SCARBOROUGH: And by the way, that was my – that's my argument in Politico today is that crazy never wins, one of the reasons we're seeing Rick Perry collapse, the same reason we're seeing Bachmann collapse, the same reason why Newt never took off, the same reason Sarah Palin never took off, is – and I talk about my dad again, who by the way in the primaries voted for Nixon in '60, Goldwater in '64, Nixon – I mean every time, Dole – crazy never wins.

BROWN: But crazy makes great television.

SCARBOROUGH: It makes great television, but –

BROWN: That – that's the issue, that in a sense we're all – there's a conspiracy to kind of make it seem for a while as if crazy will win.

SCARBOROUGH: Exactly.

BROWN: But it won't.

(...)

MARK HALPERIN: If Fox moved from being right to center-right, they could be more powerful than they are now, which is pretty darn powerful. And I think Roger Ailes understands the problem for the Republican Party is parallel to the problem for Fox, which is you need to get back a little bit to the center to try to expand your reach.

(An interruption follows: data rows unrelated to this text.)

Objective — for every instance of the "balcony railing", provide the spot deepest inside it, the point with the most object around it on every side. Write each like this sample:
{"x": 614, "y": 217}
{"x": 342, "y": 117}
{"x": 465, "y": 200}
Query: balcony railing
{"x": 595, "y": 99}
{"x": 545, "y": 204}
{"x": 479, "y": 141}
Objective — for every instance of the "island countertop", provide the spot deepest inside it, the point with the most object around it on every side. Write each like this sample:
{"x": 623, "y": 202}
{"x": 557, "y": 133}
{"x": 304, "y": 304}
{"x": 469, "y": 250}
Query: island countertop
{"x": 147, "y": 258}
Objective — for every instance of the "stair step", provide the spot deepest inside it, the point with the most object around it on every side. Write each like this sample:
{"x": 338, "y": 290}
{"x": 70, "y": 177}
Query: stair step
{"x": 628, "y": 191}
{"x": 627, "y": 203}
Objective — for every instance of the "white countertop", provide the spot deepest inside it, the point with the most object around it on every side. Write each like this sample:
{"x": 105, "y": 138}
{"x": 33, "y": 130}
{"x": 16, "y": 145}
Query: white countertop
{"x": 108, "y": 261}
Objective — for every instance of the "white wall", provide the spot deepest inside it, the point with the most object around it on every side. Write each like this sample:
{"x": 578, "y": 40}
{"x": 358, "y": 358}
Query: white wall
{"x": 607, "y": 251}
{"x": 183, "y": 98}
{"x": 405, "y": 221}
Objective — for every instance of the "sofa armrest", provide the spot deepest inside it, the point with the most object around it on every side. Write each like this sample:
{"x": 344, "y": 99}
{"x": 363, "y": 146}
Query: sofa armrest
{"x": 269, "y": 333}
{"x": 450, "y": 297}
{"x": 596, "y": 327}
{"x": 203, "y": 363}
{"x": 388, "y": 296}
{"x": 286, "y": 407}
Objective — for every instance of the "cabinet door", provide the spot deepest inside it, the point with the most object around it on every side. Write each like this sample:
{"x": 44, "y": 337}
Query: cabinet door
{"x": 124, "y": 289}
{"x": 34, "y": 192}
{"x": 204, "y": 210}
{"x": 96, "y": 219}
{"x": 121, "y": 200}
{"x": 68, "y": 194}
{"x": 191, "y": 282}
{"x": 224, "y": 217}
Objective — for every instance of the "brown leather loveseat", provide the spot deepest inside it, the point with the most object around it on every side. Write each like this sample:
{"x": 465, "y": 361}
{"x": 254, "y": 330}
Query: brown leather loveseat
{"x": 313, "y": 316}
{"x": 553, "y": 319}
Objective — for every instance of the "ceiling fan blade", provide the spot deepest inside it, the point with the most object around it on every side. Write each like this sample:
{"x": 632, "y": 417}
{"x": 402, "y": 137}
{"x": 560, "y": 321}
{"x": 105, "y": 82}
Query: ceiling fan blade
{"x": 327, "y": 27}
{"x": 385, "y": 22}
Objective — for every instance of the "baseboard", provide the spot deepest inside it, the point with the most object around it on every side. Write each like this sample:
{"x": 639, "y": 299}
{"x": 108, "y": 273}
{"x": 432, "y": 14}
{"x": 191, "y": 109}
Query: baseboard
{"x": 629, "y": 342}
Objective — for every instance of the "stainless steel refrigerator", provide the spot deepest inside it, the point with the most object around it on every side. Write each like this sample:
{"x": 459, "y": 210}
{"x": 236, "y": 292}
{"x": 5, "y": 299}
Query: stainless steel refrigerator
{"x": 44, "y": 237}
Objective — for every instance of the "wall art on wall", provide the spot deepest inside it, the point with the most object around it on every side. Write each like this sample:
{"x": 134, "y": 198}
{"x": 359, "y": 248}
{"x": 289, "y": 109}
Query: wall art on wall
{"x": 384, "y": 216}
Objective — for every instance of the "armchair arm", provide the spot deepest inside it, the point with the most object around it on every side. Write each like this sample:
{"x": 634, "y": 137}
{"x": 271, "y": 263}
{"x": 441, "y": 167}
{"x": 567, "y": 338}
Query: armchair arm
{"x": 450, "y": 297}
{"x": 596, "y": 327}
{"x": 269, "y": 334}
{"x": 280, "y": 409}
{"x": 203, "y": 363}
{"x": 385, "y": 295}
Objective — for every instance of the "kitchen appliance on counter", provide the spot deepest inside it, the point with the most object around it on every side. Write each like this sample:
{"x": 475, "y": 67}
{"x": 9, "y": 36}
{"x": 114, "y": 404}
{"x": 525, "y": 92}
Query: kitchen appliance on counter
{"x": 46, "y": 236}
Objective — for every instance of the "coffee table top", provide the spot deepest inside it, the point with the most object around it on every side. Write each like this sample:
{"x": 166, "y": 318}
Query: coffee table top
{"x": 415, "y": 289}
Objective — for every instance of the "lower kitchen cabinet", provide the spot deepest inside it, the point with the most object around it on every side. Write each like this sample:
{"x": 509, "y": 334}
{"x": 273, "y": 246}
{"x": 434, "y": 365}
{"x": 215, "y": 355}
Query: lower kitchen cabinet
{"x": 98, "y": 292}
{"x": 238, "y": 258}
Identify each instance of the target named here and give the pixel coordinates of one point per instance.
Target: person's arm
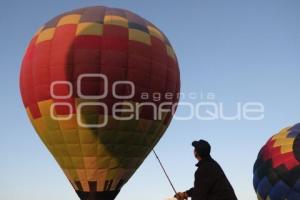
(204, 180)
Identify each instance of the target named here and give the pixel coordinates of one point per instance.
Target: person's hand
(181, 196)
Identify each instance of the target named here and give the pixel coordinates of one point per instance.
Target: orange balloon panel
(68, 86)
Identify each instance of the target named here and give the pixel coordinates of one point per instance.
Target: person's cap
(202, 147)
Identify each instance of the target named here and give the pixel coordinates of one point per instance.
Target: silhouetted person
(210, 180)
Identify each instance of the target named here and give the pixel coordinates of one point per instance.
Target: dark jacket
(211, 182)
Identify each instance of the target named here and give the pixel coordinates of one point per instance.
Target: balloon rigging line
(165, 172)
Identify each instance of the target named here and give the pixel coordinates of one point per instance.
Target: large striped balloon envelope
(100, 87)
(277, 168)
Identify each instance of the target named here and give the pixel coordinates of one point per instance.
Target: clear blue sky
(240, 50)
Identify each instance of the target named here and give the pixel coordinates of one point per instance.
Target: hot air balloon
(277, 168)
(84, 75)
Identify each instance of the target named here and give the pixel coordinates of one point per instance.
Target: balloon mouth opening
(94, 195)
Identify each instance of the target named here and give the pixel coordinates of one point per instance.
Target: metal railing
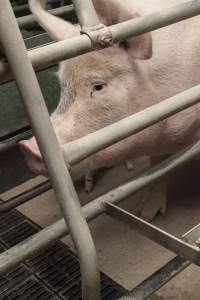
(74, 223)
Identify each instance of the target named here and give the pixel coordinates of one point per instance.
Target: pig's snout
(32, 155)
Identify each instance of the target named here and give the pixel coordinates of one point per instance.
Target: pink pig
(100, 88)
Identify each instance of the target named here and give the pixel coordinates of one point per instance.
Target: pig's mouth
(33, 157)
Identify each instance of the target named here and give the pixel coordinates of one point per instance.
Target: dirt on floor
(123, 254)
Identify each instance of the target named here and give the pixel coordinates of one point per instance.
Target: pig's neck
(145, 95)
(145, 91)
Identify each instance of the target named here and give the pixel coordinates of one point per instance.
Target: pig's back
(173, 68)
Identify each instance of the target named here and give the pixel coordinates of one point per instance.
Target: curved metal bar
(86, 13)
(102, 138)
(30, 21)
(23, 72)
(43, 57)
(50, 234)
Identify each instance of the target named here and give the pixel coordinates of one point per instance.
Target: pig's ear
(32, 154)
(57, 28)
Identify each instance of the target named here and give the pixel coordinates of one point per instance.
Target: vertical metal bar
(23, 72)
(86, 13)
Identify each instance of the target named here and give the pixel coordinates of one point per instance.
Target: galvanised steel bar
(23, 72)
(86, 14)
(21, 8)
(47, 236)
(30, 21)
(158, 279)
(94, 142)
(9, 143)
(25, 196)
(163, 238)
(51, 54)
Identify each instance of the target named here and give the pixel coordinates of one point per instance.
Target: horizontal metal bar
(11, 142)
(21, 8)
(86, 13)
(37, 112)
(158, 279)
(25, 196)
(51, 54)
(47, 236)
(30, 21)
(193, 236)
(172, 243)
(83, 147)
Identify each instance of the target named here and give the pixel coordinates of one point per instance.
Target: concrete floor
(123, 254)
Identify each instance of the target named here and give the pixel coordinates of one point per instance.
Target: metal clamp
(99, 35)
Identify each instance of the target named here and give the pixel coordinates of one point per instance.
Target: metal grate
(53, 274)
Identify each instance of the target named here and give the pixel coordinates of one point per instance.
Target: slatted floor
(52, 274)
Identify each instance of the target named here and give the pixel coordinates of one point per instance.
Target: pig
(102, 87)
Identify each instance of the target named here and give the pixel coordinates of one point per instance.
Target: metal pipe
(86, 14)
(30, 21)
(27, 83)
(11, 142)
(48, 55)
(158, 279)
(25, 196)
(94, 142)
(24, 8)
(13, 256)
(81, 148)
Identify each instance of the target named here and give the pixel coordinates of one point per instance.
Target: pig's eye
(98, 87)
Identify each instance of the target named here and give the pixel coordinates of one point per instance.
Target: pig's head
(97, 89)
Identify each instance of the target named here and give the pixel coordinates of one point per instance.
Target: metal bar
(30, 21)
(20, 64)
(11, 142)
(51, 54)
(94, 142)
(154, 233)
(158, 279)
(86, 13)
(50, 234)
(21, 8)
(25, 196)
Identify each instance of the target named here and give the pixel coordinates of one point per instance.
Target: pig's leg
(155, 198)
(89, 182)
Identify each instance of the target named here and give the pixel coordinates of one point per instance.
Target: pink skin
(100, 88)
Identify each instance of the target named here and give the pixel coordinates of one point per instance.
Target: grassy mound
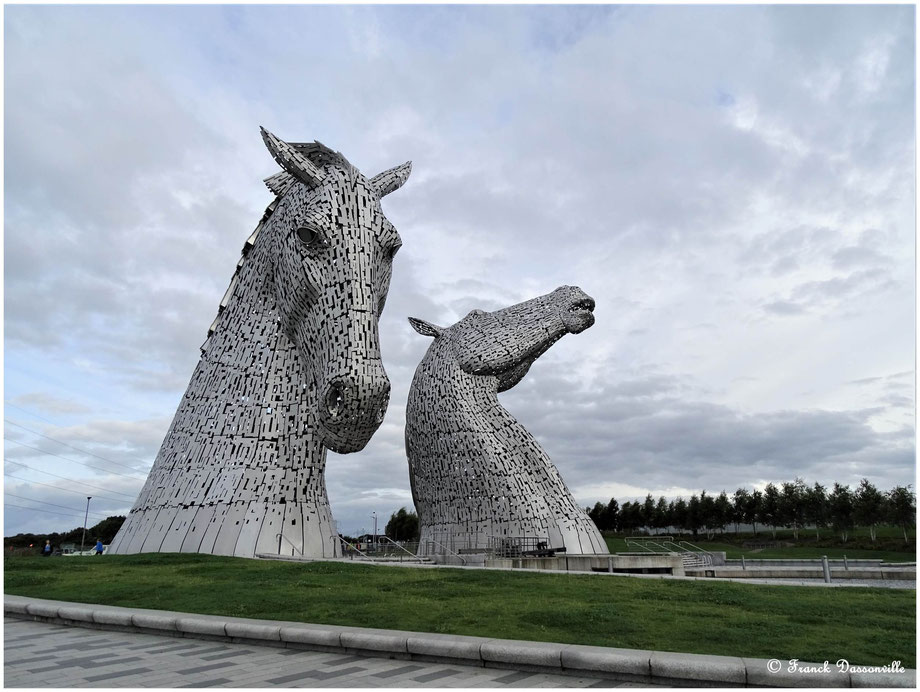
(865, 626)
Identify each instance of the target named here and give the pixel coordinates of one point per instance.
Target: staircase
(692, 556)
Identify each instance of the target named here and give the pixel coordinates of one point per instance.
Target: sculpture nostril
(335, 400)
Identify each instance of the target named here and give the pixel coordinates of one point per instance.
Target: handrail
(390, 540)
(695, 548)
(638, 544)
(457, 555)
(353, 547)
(281, 535)
(705, 554)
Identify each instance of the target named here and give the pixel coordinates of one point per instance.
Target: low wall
(624, 665)
(616, 564)
(781, 572)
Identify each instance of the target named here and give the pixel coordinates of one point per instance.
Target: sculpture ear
(391, 180)
(292, 160)
(425, 328)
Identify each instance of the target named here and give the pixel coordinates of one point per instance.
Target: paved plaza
(40, 654)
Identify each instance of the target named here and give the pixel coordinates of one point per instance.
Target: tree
(106, 529)
(708, 513)
(902, 508)
(680, 515)
(792, 506)
(693, 514)
(753, 509)
(740, 500)
(868, 507)
(611, 515)
(769, 507)
(648, 512)
(840, 504)
(816, 507)
(662, 517)
(402, 526)
(723, 511)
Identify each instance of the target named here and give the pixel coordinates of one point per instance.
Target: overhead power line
(66, 490)
(23, 497)
(70, 480)
(27, 412)
(67, 444)
(38, 509)
(83, 463)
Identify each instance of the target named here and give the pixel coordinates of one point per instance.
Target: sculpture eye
(309, 236)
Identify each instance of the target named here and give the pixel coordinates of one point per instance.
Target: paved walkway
(40, 654)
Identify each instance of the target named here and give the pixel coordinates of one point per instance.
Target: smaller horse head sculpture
(505, 343)
(331, 250)
(477, 475)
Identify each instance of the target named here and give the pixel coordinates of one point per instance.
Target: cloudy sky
(734, 186)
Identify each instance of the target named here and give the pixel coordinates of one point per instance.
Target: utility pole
(83, 539)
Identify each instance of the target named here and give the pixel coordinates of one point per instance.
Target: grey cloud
(48, 403)
(684, 165)
(784, 307)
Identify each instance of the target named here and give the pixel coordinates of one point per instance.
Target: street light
(83, 539)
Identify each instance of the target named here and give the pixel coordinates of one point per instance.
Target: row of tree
(790, 505)
(402, 526)
(105, 530)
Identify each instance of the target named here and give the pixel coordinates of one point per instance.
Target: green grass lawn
(865, 626)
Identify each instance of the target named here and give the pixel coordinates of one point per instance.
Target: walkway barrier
(625, 665)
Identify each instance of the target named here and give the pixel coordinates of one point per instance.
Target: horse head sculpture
(332, 252)
(291, 367)
(478, 477)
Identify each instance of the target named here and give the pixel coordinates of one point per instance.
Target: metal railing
(691, 555)
(346, 545)
(279, 536)
(705, 557)
(402, 548)
(431, 542)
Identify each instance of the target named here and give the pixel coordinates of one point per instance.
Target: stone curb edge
(659, 667)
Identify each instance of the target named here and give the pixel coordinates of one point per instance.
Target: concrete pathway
(43, 654)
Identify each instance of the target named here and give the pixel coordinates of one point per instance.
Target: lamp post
(83, 538)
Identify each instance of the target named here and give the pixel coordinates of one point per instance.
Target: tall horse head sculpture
(478, 477)
(291, 367)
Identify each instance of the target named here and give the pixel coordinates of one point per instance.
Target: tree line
(105, 530)
(792, 505)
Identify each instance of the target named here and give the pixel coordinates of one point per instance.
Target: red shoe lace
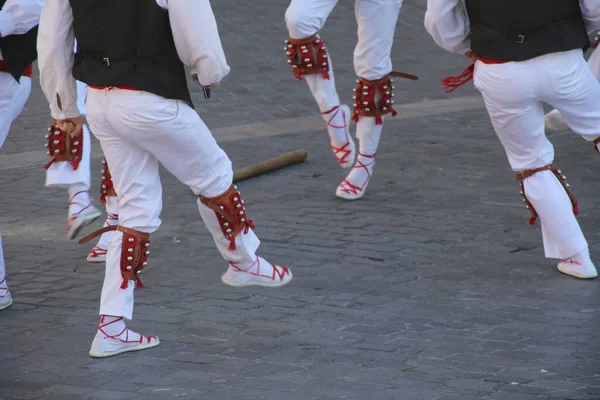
(97, 251)
(75, 215)
(349, 187)
(280, 274)
(125, 331)
(5, 288)
(345, 153)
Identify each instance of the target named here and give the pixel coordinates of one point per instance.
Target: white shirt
(194, 31)
(19, 16)
(448, 23)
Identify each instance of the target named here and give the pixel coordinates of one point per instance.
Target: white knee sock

BROWN: He is doing that, you know, as you see with Chris Wallace I think is doing great, great stuff in the debates. He is –

SCARBOROUGH: The reality is, though, for Fox News, for Rush Limbaugh, for Sean Hannity, for a lot of the conservative talkers – and we're talking about right versus center-right – they live in a perpetual state where it is primary season in the Republican Party 1994. I mean, that's why – that's why – that's why they can influence primaries, as far as in congressional races, but they're never going to have the huge influence, like you said, until you move center-right, on actually who wins the Republican nomination, because nobody over there supported John McCain in 2008, and nobody over there is supporting Mitt Romney in '12. And yet, that's what's going to happen because again, they live in a world where it's constantly a GOP primary in a conservative year, and that's not just the reality.